In fondo mi rendo conto che non è cambiato poi molto da quando leggevo Rockerilla.
E adesso mi tocca approfondire con i Traffic e via altri soldi… Dio solo sa quanti me ne sono sputtanati… e quanti altri se ne andranno…
Beh…se ti abbiamo fatto buttar via soldini preziosi mi dispiace…ma non posso prendermi la colpa di averti fatto comprare Bad Channels…non lo possiedo nemmeno 😀 Grazie delle belle parole. Prometto che faremo di tutto per non farti buttar via palanche : le iperboli su tutti i dischi in uscita non fanno per me, non hanno mai fatto per me…

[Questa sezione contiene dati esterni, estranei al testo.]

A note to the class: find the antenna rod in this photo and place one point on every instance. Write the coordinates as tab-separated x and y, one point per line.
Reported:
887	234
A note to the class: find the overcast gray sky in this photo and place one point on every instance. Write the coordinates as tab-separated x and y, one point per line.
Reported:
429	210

Sempre bello leggere dei Traffic, ma direi su tutti quei “nostri irripetibili anni” e di quella musica. Vi seguirò …Happy Trails!!!

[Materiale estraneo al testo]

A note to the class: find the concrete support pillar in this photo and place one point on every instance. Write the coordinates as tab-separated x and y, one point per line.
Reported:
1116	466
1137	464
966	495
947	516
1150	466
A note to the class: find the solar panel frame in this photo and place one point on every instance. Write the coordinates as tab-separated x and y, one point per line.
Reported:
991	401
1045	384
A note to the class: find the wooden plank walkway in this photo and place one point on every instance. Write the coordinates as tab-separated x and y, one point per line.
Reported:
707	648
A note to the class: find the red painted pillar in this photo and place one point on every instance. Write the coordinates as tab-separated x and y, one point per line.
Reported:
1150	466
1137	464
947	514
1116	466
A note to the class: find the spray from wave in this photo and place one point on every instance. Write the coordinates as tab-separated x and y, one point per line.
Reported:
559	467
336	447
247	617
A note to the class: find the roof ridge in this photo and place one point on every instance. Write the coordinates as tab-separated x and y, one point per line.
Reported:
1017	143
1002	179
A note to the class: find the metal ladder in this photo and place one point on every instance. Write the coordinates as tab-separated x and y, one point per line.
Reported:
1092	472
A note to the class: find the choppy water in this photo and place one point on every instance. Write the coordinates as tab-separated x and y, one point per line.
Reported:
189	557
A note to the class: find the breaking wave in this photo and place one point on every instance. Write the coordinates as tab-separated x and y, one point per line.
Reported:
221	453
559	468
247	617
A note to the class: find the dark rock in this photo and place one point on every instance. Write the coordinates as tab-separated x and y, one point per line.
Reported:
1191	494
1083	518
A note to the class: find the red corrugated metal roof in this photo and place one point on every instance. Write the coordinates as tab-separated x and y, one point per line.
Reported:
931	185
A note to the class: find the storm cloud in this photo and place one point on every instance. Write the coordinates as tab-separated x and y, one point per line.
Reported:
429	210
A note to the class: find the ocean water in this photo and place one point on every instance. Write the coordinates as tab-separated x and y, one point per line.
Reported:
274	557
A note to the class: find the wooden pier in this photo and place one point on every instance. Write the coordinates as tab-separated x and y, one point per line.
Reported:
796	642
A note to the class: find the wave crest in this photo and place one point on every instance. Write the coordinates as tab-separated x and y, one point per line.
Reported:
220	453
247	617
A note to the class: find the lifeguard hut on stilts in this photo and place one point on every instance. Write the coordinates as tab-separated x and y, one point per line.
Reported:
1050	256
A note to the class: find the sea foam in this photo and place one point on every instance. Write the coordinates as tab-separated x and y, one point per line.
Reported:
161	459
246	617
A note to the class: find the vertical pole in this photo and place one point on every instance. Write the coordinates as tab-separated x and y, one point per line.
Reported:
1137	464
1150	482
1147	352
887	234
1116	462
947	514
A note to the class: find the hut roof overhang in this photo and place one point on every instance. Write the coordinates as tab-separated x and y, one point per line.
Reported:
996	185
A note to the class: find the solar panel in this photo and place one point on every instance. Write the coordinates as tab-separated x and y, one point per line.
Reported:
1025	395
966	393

Happy trails… impossibile evitarli ed evitare quel periodo, vedrai che ne parleremo presto. Grazie.
Grande Giancarlo! Rievochi perfettamente esperienze e stati d’animo comuni di un epoca in cui l’acquisto di un disco, ma anche solo un articolo, un rarissimo spezzone video in TV , erano conquiste cosi emozionanti! Perfino più di un bacio o di una palpata di tette, magari a carnevale, donato da una sconosciuta che aveva bevuto un bicchierino di troppo… Perché la tipa nei giorni seguenti di solito non si ricordava di te o non ti filava, mentre il disco continuava a consumarsi nel giradischi… e continua a farlo, magari in un altro formato, dopo 40/50 anni.
Beh,forse l’ho già condiviso in un altro post, ma mi hai fatto ripensare a quando ricevetti un improvviso e inatteso dono di qualche mila lire da un cugino che ripartiva x la Sardegna… Immediatamente uscii di casa, presi la bici sotto un mezzo diluvio (non potevo mica aspettare che smettesse!) e arrivai dal mitico Fontana…
Avevo 15/16 anni e il disco era… John Barleycorne must die. Grazie,Roberto
Grazie a te Roberto, davvero…torna a rileggerci.